The remaining rows of Table 2 contain the parameter estimates
and scalings required for the other five microfires. We see that the fires
required different amounts of scaling, and the estimates of *μ* range from
0.34 grid cells per second to 0.49 grid cells per second. The estimates of
*λ* range from 0.28 to 0.40. In all cases, the burn out parameter
exceeds the spread rate parameter, which suggests a subcritical process. Thus,
the fires would be expected to ultimately die out with probability 1.
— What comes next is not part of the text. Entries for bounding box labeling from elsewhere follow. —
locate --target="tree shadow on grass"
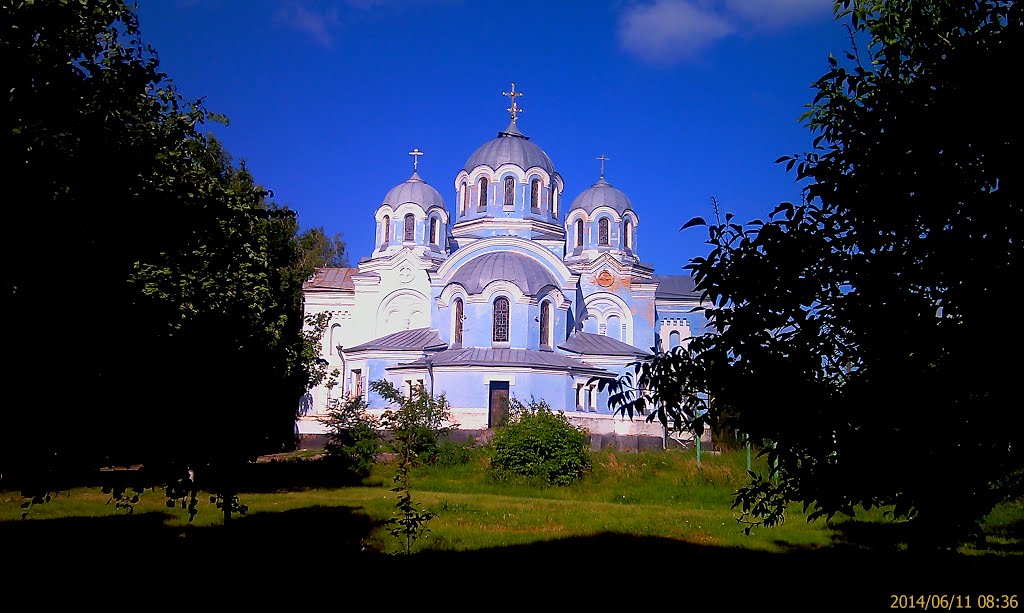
[228,457,380,493]
[0,513,1024,611]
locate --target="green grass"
[6,451,1024,556]
[0,451,1024,610]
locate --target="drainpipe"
[337,344,347,398]
[427,356,434,399]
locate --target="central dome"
[463,124,555,175]
[451,251,558,296]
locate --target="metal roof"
[345,327,447,353]
[463,125,555,175]
[558,332,649,357]
[302,268,359,290]
[451,251,559,296]
[388,347,611,376]
[569,177,633,215]
[383,172,444,211]
[651,274,700,300]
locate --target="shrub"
[433,443,477,468]
[370,380,459,465]
[321,398,381,479]
[490,398,590,485]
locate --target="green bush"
[490,398,590,485]
[433,443,477,468]
[321,398,381,479]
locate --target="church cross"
[409,147,423,172]
[502,81,522,126]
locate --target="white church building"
[297,84,706,444]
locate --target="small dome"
[451,251,558,296]
[463,124,555,175]
[383,172,444,211]
[569,177,633,215]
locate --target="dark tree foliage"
[0,0,319,519]
[598,0,1024,545]
[299,227,348,269]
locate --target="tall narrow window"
[476,177,487,211]
[406,213,416,243]
[348,368,362,398]
[604,315,624,341]
[505,177,515,209]
[453,298,463,345]
[490,297,509,343]
[541,302,551,347]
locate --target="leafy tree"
[0,0,314,519]
[321,396,381,479]
[370,380,448,555]
[299,226,348,269]
[598,0,1024,546]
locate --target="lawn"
[0,451,1024,606]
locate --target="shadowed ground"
[0,507,1024,611]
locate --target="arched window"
[504,177,515,209]
[327,323,341,355]
[476,177,487,211]
[490,297,509,343]
[604,315,623,341]
[452,298,463,345]
[541,301,551,347]
[406,213,416,243]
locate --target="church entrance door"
[487,381,509,428]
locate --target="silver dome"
[383,172,444,211]
[463,125,555,175]
[451,251,558,296]
[569,177,633,215]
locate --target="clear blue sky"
[139,0,847,273]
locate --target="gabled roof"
[345,327,447,353]
[302,268,359,290]
[388,347,611,376]
[651,274,700,300]
[558,332,648,357]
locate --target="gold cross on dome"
[502,81,522,126]
[409,147,423,172]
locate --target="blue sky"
[139,0,847,273]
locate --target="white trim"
[483,374,515,384]
[436,236,575,286]
[583,292,633,345]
## 4.1 Parameter estimation bias and variability

By simulating from the fitted model and re-estimating the parameters, it is
possible to assess bias and variability of the parameter estimates. We have
chosen to display the results of this assessment for the third microfire in
Fig. 5 using box plots to graphically summarize the
distribution of the estimates *μ* and *λ* for the simulated data
sets. Horizontal lines have been drawn to indicate the locations of *μ*
(solid) and *λ* (dashed). What is immediately evident from the graphs
is that both *μ* and *λ* appear to be underestimated in the
simulations: the medians of the estimates from the simulated data are both
about 0.02 less than the values used to produce the simulated data.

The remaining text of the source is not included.